Nutritionally speaking, seaweed is often given the honor of “superfood”. It’s protein-rich, but low in calories. It’s got plenty of folate, thiamin, riboflavin, copper, iron and magnesium. The nutrients depend what variety of seaweed you’re eating, but kelp in particular is high in iodine, which can sometimes be harder to get in a vegan diet.
Cooking with Seaweed?

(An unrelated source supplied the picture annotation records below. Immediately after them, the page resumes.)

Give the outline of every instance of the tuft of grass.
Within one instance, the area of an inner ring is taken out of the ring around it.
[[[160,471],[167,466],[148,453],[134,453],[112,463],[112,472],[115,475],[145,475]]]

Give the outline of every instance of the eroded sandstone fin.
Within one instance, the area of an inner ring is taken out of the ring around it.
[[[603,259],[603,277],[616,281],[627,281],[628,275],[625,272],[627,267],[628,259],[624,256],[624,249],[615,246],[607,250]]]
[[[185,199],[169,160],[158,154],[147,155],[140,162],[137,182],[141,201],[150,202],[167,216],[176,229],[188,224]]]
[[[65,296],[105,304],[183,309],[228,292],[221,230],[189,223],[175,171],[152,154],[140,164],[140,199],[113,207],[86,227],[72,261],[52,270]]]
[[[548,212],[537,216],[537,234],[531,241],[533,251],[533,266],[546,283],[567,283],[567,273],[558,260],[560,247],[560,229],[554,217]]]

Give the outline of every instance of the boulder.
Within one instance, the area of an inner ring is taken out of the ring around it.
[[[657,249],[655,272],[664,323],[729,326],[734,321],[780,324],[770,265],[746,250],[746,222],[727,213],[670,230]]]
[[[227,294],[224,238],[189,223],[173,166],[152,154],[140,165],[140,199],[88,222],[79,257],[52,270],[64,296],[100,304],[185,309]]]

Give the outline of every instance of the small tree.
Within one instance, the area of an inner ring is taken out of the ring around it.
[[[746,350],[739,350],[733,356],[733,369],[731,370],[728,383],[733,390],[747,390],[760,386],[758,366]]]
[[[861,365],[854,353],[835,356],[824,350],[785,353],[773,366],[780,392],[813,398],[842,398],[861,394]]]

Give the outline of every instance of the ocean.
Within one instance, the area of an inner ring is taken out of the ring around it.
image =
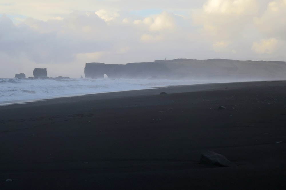
[[[191,79],[108,78],[100,79],[0,78],[0,105],[85,94],[222,82],[217,80],[195,81]]]

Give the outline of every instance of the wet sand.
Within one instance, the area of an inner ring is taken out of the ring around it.
[[[0,106],[1,189],[285,189],[285,81]]]

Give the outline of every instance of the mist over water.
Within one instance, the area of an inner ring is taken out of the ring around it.
[[[240,81],[251,80],[245,79]],[[146,89],[168,86],[237,81],[195,80],[71,79],[33,79],[0,78],[0,105],[60,97]]]

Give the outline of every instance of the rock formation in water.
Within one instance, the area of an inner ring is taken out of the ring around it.
[[[198,60],[178,59],[132,63],[125,65],[102,63],[86,64],[86,78],[196,79],[242,78],[246,80],[286,78],[286,62],[237,61],[219,59]]]
[[[36,68],[33,71],[34,79],[47,79],[48,77],[47,68]]]
[[[16,74],[15,74],[14,78],[17,78],[18,79],[25,79],[26,78],[26,75],[24,73]]]

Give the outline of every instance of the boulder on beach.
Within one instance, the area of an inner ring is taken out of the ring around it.
[[[200,161],[201,164],[212,164],[219,166],[236,166],[235,164],[227,160],[223,155],[211,151],[208,151],[202,154]]]
[[[219,107],[219,109],[226,109],[227,108],[225,107],[224,106],[220,106]]]
[[[18,79],[25,79],[26,78],[26,75],[24,73],[15,74],[15,77],[14,78],[17,78]]]

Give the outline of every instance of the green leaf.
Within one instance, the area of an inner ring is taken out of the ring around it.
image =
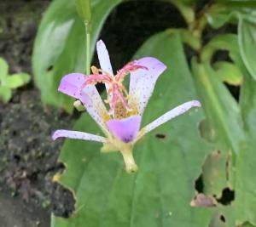
[[[223,5],[215,5],[212,9],[205,14],[209,25],[215,29],[222,27],[231,20],[232,23],[236,22],[230,15],[230,9],[227,9]]]
[[[245,65],[256,80],[256,23],[241,18],[238,26],[239,47]]]
[[[0,80],[6,77],[9,71],[9,65],[6,60],[3,58],[0,58]]]
[[[152,37],[136,54],[137,59],[142,56],[156,57],[168,66],[160,77],[143,125],[196,99],[177,35],[165,31]],[[73,191],[76,212],[68,219],[54,217],[52,227],[207,226],[212,211],[189,206],[195,179],[211,150],[197,129],[203,117],[201,110],[194,109],[146,136],[134,150],[139,169],[133,175],[125,173],[119,153],[101,154],[98,144],[67,140],[60,156],[67,168],[60,182]],[[85,115],[74,128],[99,131]],[[157,133],[166,138],[159,139]]]
[[[227,179],[229,158],[229,154],[220,150],[215,150],[207,156],[202,167],[204,194],[219,199],[223,190],[228,186],[230,187],[230,179]]]
[[[92,0],[91,53],[102,25],[121,0]],[[85,31],[74,0],[55,0],[45,12],[36,37],[32,55],[35,82],[42,100],[71,111],[73,99],[57,91],[61,78],[85,71]]]
[[[236,214],[238,223],[256,225],[256,82],[249,74],[244,75],[240,105],[247,143],[241,145],[236,164]]]
[[[201,40],[195,37],[193,32],[188,29],[183,28],[172,28],[168,31],[178,33],[183,43],[189,45],[195,50],[199,50],[201,48]]]
[[[222,82],[235,86],[241,83],[242,74],[236,65],[226,61],[218,61],[213,64],[212,67]]]
[[[235,34],[221,34],[214,37],[204,47],[201,53],[201,60],[205,62],[211,62],[213,54],[218,50],[229,51],[230,57],[237,66],[243,65],[240,49],[238,46],[238,38]]]
[[[9,88],[17,88],[28,83],[30,80],[31,77],[29,74],[17,73],[6,77],[4,80],[4,85]]]
[[[218,149],[238,153],[244,135],[237,103],[207,63],[197,63],[194,59],[192,66],[207,119],[216,133]]]
[[[11,89],[4,86],[0,87],[0,99],[2,99],[4,103],[8,103],[11,98]]]
[[[90,1],[90,0],[75,0],[77,11],[84,23],[90,23],[91,19]]]

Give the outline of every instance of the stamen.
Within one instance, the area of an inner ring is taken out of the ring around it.
[[[116,81],[118,82],[122,82],[124,78],[125,77],[126,75],[128,75],[131,71],[137,71],[138,69],[143,69],[143,70],[148,70],[148,67],[137,65],[135,61],[131,61],[128,64],[126,64],[122,69],[118,71],[117,75],[116,75]]]
[[[98,82],[103,82],[108,84],[108,99],[105,100],[106,103],[109,104],[109,115],[116,115],[115,109],[119,109],[117,112],[120,112],[120,109],[123,108],[122,111],[126,112],[126,115],[133,111],[137,111],[130,107],[128,105],[129,94],[125,86],[122,84],[123,80],[125,76],[131,71],[137,71],[138,69],[148,70],[147,67],[140,65],[137,65],[136,61],[132,61],[125,65],[122,69],[118,71],[117,75],[113,77],[108,72],[96,68],[96,66],[91,66],[92,75],[86,77],[85,82],[79,88],[80,92],[87,85],[95,85]],[[125,97],[124,96],[125,95]],[[118,105],[119,104],[119,105]],[[117,105],[119,107],[117,107]],[[119,114],[117,114],[119,115]],[[120,115],[124,116],[124,114]]]

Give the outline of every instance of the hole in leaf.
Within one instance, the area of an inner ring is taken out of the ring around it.
[[[202,179],[202,174],[199,176],[199,178],[195,181],[195,189],[197,192],[202,193],[204,189],[204,183]]]
[[[215,140],[215,131],[210,126],[207,119],[203,119],[199,123],[199,133],[201,138],[208,142],[213,142]]]
[[[222,205],[230,205],[235,200],[235,190],[230,188],[224,188],[222,191],[221,197],[217,201]]]
[[[190,206],[194,207],[216,207],[217,201],[214,198],[203,193],[197,194],[191,201]]]
[[[225,217],[224,217],[224,215],[220,215],[220,216],[219,216],[219,219],[220,219],[222,222],[224,222],[224,223],[226,222],[226,218],[225,218]]]
[[[73,193],[58,183],[54,184],[51,201],[52,210],[55,216],[69,218],[75,210]]]
[[[47,68],[47,71],[52,71],[53,69],[53,65],[49,65],[48,68]]]
[[[164,133],[156,133],[155,137],[158,139],[165,139],[166,137],[166,135]]]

Try one of these Seaweed Recipes!
- Sweet and Umami Homemade Seaweed Jam
- Olive and Dulse (Seaweed) Vegan Scones
- 8 Colorful and Creative Vegan Sushi Recipes
- Homemade Vegan Seaweed Crackers
- Umami Bomb Cucumber Chili Noodles
- Vegan Fish Fillets: A Versatile Vegetarian Fish Alternative
- Homemade Vegan Caviar Black Pearls
- Vegan Fish Sauce (Fish-less Sauce!)
Sweet and Briney Kelp Relish
Ingredients
- 1.5 oz. dried kelp
- ½ medium-sized onion, roughly chopped
- 1 medium-sized carrot
- 1 tsp. fresh ground ginger
- ¼ cup granulated sugar
- ½ cup rice wine vinegar
- 1 tsp. salt
Instructions
- Place your dried kelp in cool water, and soak for 10 minutes to rehydrate. While the kelp soaks, grate the ginger and carrots. Drain from the water from the kelp and add to a saucepan with the onion and one-half cup water. Use an immersion blender to chop the kelp and onion.
- Add the ginger, carrots, sugar, vinegar, and salt to the saucepan with the kelp. Bring to a simmer, and simmer for around 5 minutes to thicken. Allow to cool, and store in an airtight container in the fridge.